Caitlin Galiz-Rowe (who uses they/she pronouns) is the Editor-in-Chief behind games criticism site Uppercut. As a nonbinary lesbian, she isn’t expecting any blockbuster game studios to write nuanced sapphic storylines anytime soon, let alone trans-inclusive ones. But she does believe the indie gaming world is much more receptive to realistic queer sex and romance than the AAA industry. She points to indie games like Heaven Will Be Mine and Extreme Meatpunks Forever, two popular titles that offer realistic depictions of what it’s like engage in queer relationships as both cis and trans women.
“[Visual novel] Butterfly Soup came out in 2017 and it was pretty soon after I got back into games and was writing about them and this quirky little visual novel was one of if not the most relatable depictions of being a queer teen, even if I couldn’t relate to other aspects of it since I’m white,” Galiz-Rowe told me. “And then Heaven Will Be Mine went in a different but also rad direction of depicting queer and trans folks as like complicated, flawed people who can be messy and stupid just like anyone else, and we need to be able to see that in my opinion.”

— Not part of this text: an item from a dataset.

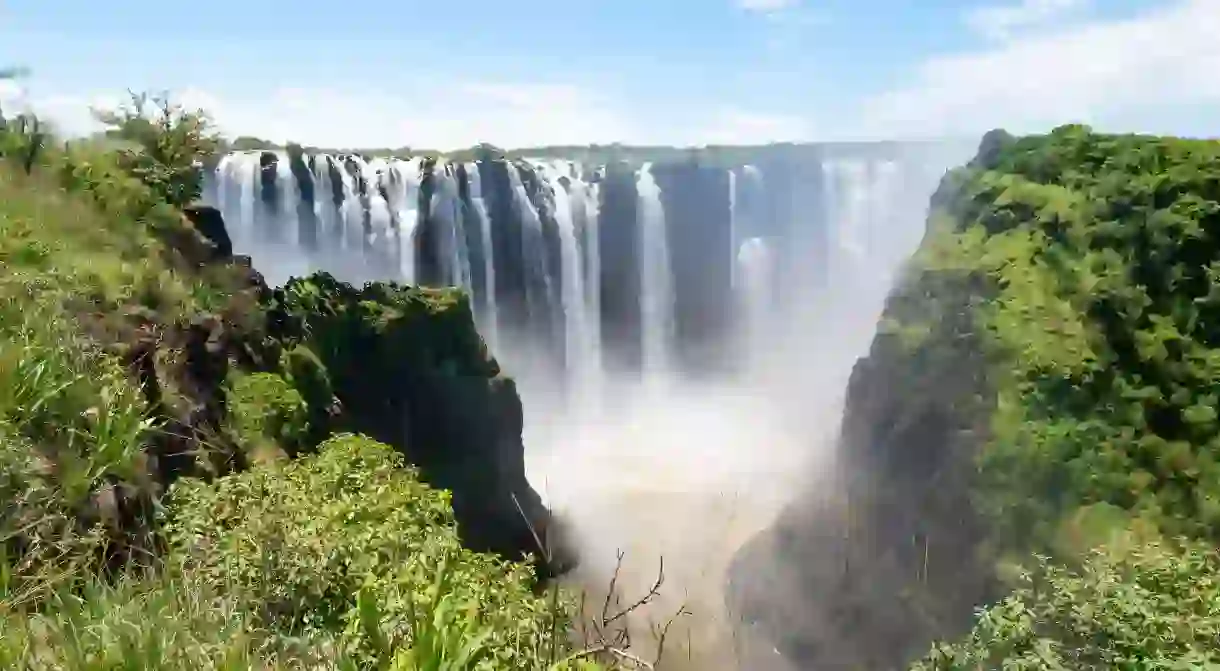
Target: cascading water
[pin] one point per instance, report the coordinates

Indie games are embracing trans lesbianism in realistic ways too. Heart of the Woods avoids giving its transgender lesbian character an explicit sex scene, but it does depict her as a queer woman who connects with other queer women both platonically and sexually. Ghosthug Games’ adult cyberpunk visual novel Hardcoded takes a more direct turn, showing cis-trans lesbian sex that is as lifelike as it is hot. Both of these games have left a huge impact on cis and trans lesbians alike for their realistic takes on queerness. And both are showing developers that it’s time to double down on lesbian representation in all of its forms.
“I definitely think that AAA devs are still very much in a ‘if we show a kiss we’re pushing the envelope’ mindset, regardless of what else they end up doing with the characters,” Galiz-Rowe said.